Factor 3, the parental duties performed by each party on behalf of the child. We find that slightly in favor of Father. While Mother seems to be doing a good job as a mother, it is clear to this [c]ourt and candidly it was clear to this [c]ourt back in September when we took testimony before the agreed-upon order, that Father is[,] for lack of a better term, a super dad. The enthusiasm about which he testified today about the things that he does with [Child] and the way he has manipulated his work hours and job requirements so that he can spend almost every weekday that [Child] is with him he can spend with her by working at home, and a lot of other testimony indicates that he is [a] far better than average father. Accordingly, that factor is lightly in favor of Father.

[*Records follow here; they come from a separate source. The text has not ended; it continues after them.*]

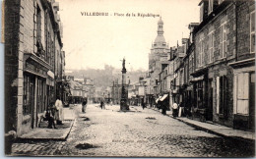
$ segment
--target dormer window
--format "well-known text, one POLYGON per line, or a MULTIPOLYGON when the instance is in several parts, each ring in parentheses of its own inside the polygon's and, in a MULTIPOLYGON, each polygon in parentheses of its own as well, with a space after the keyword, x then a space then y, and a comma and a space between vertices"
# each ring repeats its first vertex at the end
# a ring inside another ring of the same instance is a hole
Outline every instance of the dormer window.
POLYGON ((209 6, 208 6, 208 15, 210 15, 214 10, 214 0, 209 0, 209 6))

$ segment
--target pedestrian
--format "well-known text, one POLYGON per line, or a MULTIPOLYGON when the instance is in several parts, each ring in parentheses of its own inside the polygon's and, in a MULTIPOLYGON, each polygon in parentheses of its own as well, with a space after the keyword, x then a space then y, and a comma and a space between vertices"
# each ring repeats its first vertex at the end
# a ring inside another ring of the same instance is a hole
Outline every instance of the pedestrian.
POLYGON ((142 109, 146 108, 144 100, 142 101, 142 109))
POLYGON ((103 104, 104 104, 104 102, 101 100, 101 101, 100 101, 100 108, 101 108, 101 109, 103 109, 103 104))
POLYGON ((172 105, 172 116, 177 117, 178 116, 178 104, 176 102, 172 105))
POLYGON ((55 108, 54 103, 52 102, 50 106, 46 108, 46 111, 44 111, 44 119, 48 121, 48 127, 49 129, 52 129, 52 126, 54 129, 57 129, 54 122, 54 115, 55 115, 55 108))
POLYGON ((64 115, 63 115, 63 104, 62 101, 60 100, 60 97, 57 96, 57 100, 55 102, 55 107, 56 107, 56 121, 57 125, 63 125, 62 121, 64 120, 64 115))
POLYGON ((85 113, 87 108, 87 98, 82 102, 82 112, 85 113))
POLYGON ((166 104, 163 102, 161 104, 161 114, 166 115, 166 104))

Factor 4, is [the] need for stability and continuity in the child’s education, family life, and community life. Again, this is slightly in favor of Father. Mother has continued, as she did when we heard this matter back in September of last year, Mother has continued to be a bit of what we call irresponsible. She has been late for school three times, two by her own admission. She uses for day care and so forth people in her family that do have DUIs. That alone wouldn’t be a big deal, but it is just one of many reasons why we find Mother to be a bit irresponsible. She has abused the phone privileges. She didn’t show up for [the co- parenting counselor,] Laura Frie’s appointment. She totally missed her daughter’s dance recital, even though dance was the thing that Mother introduced the daughter to. Again, Factor 4 is slightly in favor of Father.

Factor 5, the availability of extended family. Clearly[,] both parties have a high deal of involvement with extended family, which is commendable and obviously this child has prospered from that. Therefore, that is a neutral factor.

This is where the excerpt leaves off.